I could give you a list a page long of the differences we see in Emily now that she is on her new formula.
The GI doctor confirmed that changing formulas was the best thing we could ever have done for Em.
But the second best thing that's ever been done for Emily?
A new medication that the GI doctor gave us - one that relaxes Emily's esophagus.
I gave Emily her first dose of the medication last Wednesday evening, and have given it to her every evening since then.
My girl wakes up happy - happier than she's ever been.
She doesn't retch.
She doesn't arch her back.
She doesn't scream in pain.
She doesn't throw up.
And it doesn't take 20 minutes to calm her down once her body relaxes.

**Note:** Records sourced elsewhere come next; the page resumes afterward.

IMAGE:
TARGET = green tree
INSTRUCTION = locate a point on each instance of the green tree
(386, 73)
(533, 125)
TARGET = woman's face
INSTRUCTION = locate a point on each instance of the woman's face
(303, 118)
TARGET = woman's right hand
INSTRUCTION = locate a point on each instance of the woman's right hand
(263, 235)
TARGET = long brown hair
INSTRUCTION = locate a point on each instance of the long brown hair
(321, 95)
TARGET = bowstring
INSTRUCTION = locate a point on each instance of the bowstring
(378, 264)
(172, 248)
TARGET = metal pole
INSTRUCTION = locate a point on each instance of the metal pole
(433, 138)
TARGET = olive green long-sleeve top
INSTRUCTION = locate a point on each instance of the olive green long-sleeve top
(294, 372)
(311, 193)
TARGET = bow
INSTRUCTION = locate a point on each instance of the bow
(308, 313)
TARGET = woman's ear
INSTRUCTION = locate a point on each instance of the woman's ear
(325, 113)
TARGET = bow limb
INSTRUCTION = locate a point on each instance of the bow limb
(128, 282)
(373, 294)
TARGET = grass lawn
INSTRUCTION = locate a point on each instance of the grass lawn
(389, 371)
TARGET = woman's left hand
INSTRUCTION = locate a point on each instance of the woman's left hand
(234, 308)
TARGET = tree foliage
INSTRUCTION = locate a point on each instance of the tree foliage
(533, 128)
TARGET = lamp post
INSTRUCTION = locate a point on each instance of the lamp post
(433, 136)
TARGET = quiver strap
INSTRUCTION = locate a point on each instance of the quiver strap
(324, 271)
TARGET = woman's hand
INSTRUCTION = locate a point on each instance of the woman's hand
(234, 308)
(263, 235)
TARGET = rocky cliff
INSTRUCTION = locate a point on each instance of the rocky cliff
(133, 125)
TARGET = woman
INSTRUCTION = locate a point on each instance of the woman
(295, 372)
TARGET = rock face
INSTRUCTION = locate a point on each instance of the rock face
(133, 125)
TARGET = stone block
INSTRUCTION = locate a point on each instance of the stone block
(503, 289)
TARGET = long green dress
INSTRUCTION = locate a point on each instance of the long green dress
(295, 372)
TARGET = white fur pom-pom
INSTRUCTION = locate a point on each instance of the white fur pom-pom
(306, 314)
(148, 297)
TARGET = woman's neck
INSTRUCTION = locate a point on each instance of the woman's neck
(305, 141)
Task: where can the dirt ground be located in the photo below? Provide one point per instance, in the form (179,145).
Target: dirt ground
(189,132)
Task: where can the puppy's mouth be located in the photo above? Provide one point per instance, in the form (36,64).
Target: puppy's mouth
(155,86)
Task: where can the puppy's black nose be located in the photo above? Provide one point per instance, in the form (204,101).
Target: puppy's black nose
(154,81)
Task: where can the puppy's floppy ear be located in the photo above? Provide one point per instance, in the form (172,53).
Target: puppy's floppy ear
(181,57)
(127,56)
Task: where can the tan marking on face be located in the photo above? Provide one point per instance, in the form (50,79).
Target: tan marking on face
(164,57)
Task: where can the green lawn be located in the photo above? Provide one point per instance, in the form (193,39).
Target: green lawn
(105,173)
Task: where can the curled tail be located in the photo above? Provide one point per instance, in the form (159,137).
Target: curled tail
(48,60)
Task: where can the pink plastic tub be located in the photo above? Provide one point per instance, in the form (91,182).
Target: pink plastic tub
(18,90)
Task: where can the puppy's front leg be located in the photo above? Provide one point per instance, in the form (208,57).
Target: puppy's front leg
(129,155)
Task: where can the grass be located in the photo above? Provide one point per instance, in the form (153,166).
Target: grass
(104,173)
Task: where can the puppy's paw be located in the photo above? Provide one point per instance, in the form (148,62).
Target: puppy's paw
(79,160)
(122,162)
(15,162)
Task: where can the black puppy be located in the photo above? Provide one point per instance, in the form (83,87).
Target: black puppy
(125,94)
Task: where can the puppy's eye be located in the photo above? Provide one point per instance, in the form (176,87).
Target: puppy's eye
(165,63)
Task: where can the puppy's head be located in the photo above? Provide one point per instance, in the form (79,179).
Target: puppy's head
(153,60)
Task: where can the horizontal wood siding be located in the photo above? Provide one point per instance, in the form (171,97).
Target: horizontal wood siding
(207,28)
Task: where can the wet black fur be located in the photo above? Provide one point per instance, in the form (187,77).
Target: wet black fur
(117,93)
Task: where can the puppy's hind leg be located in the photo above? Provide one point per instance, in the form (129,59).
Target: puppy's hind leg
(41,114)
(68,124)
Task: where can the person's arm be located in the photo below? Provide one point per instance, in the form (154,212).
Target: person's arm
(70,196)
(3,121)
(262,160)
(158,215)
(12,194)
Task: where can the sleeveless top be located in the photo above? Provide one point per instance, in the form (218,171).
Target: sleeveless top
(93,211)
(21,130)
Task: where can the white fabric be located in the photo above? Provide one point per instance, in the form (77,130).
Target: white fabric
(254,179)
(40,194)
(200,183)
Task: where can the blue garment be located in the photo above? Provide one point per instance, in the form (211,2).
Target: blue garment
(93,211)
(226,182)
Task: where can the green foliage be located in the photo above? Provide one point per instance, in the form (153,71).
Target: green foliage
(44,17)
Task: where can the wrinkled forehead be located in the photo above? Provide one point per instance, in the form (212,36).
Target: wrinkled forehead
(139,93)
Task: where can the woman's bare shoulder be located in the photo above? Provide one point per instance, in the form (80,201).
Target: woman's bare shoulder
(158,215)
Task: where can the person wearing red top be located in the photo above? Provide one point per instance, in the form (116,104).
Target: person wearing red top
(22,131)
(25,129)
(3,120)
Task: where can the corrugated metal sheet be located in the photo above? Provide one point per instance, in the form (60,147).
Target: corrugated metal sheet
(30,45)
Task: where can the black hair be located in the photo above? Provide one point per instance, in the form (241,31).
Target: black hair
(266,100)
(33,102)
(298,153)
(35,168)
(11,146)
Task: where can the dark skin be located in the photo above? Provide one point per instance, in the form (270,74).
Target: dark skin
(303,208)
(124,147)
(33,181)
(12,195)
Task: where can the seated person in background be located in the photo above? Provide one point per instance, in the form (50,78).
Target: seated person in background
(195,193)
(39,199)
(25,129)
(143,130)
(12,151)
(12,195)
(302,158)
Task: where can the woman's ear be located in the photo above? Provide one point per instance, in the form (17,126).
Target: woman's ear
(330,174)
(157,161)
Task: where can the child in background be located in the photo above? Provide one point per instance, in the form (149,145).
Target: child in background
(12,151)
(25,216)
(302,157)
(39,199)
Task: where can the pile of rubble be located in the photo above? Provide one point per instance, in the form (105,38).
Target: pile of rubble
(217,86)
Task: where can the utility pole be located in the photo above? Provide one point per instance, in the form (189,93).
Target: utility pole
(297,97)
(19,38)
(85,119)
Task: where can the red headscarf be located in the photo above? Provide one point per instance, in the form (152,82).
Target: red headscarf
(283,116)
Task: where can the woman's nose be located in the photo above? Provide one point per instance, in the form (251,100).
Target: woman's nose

Emily hasn't thrown up a feed once in over two weeks, and in the last six weeks she's only thrown up a handful of times.
I threw the plastic table cloth away on Saturday.
And instead of sitting in our laps, miserable during every feed, our girl just wants to play.
The change has been dramatic - and I'll be forever grateful to a GI doctor who really heard what I was saying.
You can all sigh a big sigh of relief - on the count of three we can all sigh together.
It's only been four days, but I have hope that four days will turn into 40 days and then 400 days, and by then the last 11 months of Emily's life will be something I can laugh about, and I'll be able to say to Jason, "Remember when our daughter threw up every dang day of our lives?"
The best part of all will be that the question is in the past tense.